I tell myself he’s nursing a brutal hangover in a hotel bathroom somewhere, blinking against light and promising himself he’ll slow down tomorrow.
And more significantly, I tell myself that it’s fine.
Then that night, scrolling mindlessly in bed, I see it. A photo posted by some radio station. Rafe in the middle of a group of people I don’t recognize. He’s laughing, head tipped back, surrounded by warmth. Someone has their arm around his shoulders like they belong there.
He looks… held.
My stomach twists, and something ugly flickers through me before I can stop it. It isn’t fear he’ll cheat. It’s fear he won’t need me. It’s the sharp realization that I’m keeping our marriage in a locked room… and resenting him for living outside it.

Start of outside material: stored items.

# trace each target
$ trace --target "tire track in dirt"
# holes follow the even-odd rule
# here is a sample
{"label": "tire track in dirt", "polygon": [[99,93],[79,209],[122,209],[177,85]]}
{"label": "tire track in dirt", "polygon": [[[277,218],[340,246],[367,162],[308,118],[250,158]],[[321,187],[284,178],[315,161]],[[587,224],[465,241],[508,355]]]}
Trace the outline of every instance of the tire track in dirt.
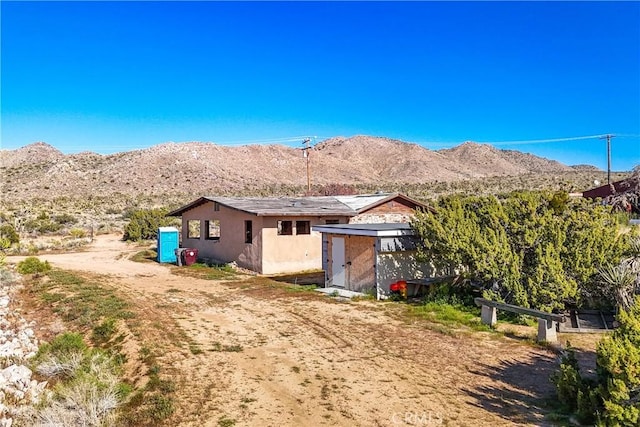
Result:
{"label": "tire track in dirt", "polygon": [[177,276],[129,261],[136,250],[109,238],[96,252],[43,258],[109,274],[146,316],[138,339],[164,349],[178,386],[168,425],[391,426],[407,411],[414,425],[544,425],[540,410],[522,410],[549,390],[544,349],[443,335],[380,303]]}

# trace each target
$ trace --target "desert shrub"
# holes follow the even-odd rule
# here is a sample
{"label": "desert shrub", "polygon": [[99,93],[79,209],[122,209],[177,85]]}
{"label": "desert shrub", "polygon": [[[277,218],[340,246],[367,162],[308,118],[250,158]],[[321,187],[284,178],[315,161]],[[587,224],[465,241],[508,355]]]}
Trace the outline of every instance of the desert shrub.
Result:
{"label": "desert shrub", "polygon": [[116,331],[116,320],[106,319],[102,323],[93,327],[91,340],[96,344],[102,344],[111,339]]}
{"label": "desert shrub", "polygon": [[105,209],[104,213],[107,215],[118,215],[118,214],[122,214],[123,211],[122,209],[110,206]]}
{"label": "desert shrub", "polygon": [[11,224],[2,224],[0,225],[0,238],[7,239],[9,244],[19,243],[20,236],[18,232]]}
{"label": "desert shrub", "polygon": [[73,215],[70,215],[68,213],[63,213],[60,215],[56,215],[53,217],[53,220],[55,222],[57,222],[60,225],[70,225],[70,224],[75,224],[78,222],[78,220],[76,219],[76,217],[74,217]]}
{"label": "desert shrub", "polygon": [[617,319],[619,327],[598,343],[595,380],[581,377],[572,350],[551,377],[565,410],[584,425],[640,425],[640,296]]}
{"label": "desert shrub", "polygon": [[87,345],[82,335],[66,332],[38,348],[36,371],[47,377],[72,377],[80,368]]}
{"label": "desert shrub", "polygon": [[640,296],[618,314],[619,327],[598,344],[598,373],[606,425],[640,424]]}
{"label": "desert shrub", "polygon": [[51,342],[44,343],[38,348],[38,354],[36,357],[41,357],[45,354],[53,354],[56,356],[69,354],[74,352],[84,352],[87,349],[87,345],[82,339],[82,335],[65,332],[56,336]]}
{"label": "desert shrub", "polygon": [[569,343],[562,356],[560,370],[551,376],[551,381],[556,385],[558,401],[569,411],[574,411],[578,404],[578,392],[582,387],[582,376],[576,352]]}
{"label": "desert shrub", "polygon": [[40,261],[38,257],[30,256],[20,261],[17,266],[20,274],[42,274],[51,270],[49,261]]}
{"label": "desert shrub", "polygon": [[131,392],[119,381],[118,362],[89,349],[79,334],[64,333],[42,345],[34,364],[40,375],[58,381],[50,399],[22,414],[25,425],[114,425],[114,410]]}
{"label": "desert shrub", "polygon": [[0,238],[0,271],[4,271],[7,264],[7,255],[5,251],[11,246],[8,239]]}
{"label": "desert shrub", "polygon": [[35,219],[24,222],[24,229],[28,232],[40,234],[55,233],[62,229],[62,224],[52,221],[48,216],[40,214]]}
{"label": "desert shrub", "polygon": [[579,284],[625,248],[606,207],[563,193],[447,196],[412,227],[420,261],[461,271],[489,298],[547,311],[579,302]]}
{"label": "desert shrub", "polygon": [[158,237],[158,227],[175,225],[176,219],[167,217],[166,209],[140,209],[132,212],[124,228],[124,240],[147,240]]}
{"label": "desert shrub", "polygon": [[74,239],[82,239],[87,237],[87,231],[82,228],[72,228],[69,230],[69,235]]}
{"label": "desert shrub", "polygon": [[556,386],[563,412],[576,414],[583,425],[593,425],[601,411],[602,400],[596,381],[583,378],[580,374],[575,350],[569,343],[562,356],[560,369],[551,375],[551,381]]}

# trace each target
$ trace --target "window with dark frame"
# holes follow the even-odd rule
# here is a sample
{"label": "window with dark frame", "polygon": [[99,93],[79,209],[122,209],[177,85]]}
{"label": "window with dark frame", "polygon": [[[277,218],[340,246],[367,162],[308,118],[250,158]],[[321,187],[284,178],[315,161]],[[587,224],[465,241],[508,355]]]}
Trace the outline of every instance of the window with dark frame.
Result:
{"label": "window with dark frame", "polygon": [[332,225],[332,224],[340,224],[340,220],[339,219],[327,219],[324,221],[325,224],[327,225]]}
{"label": "window with dark frame", "polygon": [[311,222],[296,221],[296,234],[311,234]]}
{"label": "window with dark frame", "polygon": [[200,238],[200,220],[190,219],[187,221],[187,238],[199,239]]}
{"label": "window with dark frame", "polygon": [[204,222],[207,240],[220,240],[220,220],[212,219]]}
{"label": "window with dark frame", "polygon": [[213,210],[214,211],[219,211],[220,210],[220,203],[218,202],[213,202]]}
{"label": "window with dark frame", "polygon": [[293,234],[293,221],[278,221],[278,236],[291,236]]}
{"label": "window with dark frame", "polygon": [[253,221],[244,222],[244,242],[253,243]]}

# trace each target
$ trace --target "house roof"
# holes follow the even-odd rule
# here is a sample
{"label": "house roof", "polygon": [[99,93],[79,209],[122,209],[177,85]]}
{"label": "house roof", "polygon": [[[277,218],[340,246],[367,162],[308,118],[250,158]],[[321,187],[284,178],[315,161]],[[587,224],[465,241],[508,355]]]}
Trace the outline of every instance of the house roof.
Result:
{"label": "house roof", "polygon": [[615,193],[621,193],[623,191],[626,190],[625,188],[625,180],[621,180],[621,181],[616,181],[616,182],[612,182],[611,184],[605,184],[605,185],[601,185],[600,187],[595,187],[592,188],[590,190],[586,190],[582,193],[582,197],[588,198],[588,199],[595,199],[595,198],[605,198],[607,196],[611,196],[612,194]]}
{"label": "house roof", "polygon": [[366,212],[378,205],[394,199],[401,199],[413,209],[431,209],[422,202],[414,200],[400,193],[376,193],[376,194],[356,194],[353,196],[334,196],[345,205],[354,209],[358,213]]}
{"label": "house roof", "polygon": [[389,197],[389,194],[356,194],[353,196],[333,196],[340,202],[349,206],[355,211],[360,211],[371,205],[377,205]]}
{"label": "house roof", "polygon": [[169,212],[181,216],[184,212],[207,202],[215,202],[257,216],[354,216],[356,211],[335,197],[201,197],[188,205]]}
{"label": "house roof", "polygon": [[169,212],[184,212],[207,202],[215,202],[257,216],[355,216],[389,200],[400,198],[412,208],[430,209],[423,203],[398,193],[317,197],[201,197]]}
{"label": "house roof", "polygon": [[411,225],[405,223],[313,225],[311,229],[320,233],[350,236],[397,237],[415,234]]}

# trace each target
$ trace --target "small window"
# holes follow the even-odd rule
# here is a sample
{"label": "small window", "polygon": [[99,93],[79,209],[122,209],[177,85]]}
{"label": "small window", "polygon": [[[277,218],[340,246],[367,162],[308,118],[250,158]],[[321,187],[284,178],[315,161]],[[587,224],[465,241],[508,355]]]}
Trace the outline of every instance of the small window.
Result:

I hate myself for it immediately, because what kind of man does that? What kind of husband builds a cage and then gets angry when the person he loves breathes air?
The next morning, at practice, the whispers start.
It’s not loud or even obvious. Just the kind of comments that drift through a locker room when guys think they’re talking about nothing.
Front office meetings that run long. My agent checking in more than usual. Teammates making jokes about “business,” about how nobody’s safe, about how you can play your heart out and still get moved like a piece on a board.
“Hope you like snow, Marshall,” one of the vets says with a grin that might be harmless or might not.
I laugh like it’s funny. My stomach drops anyway.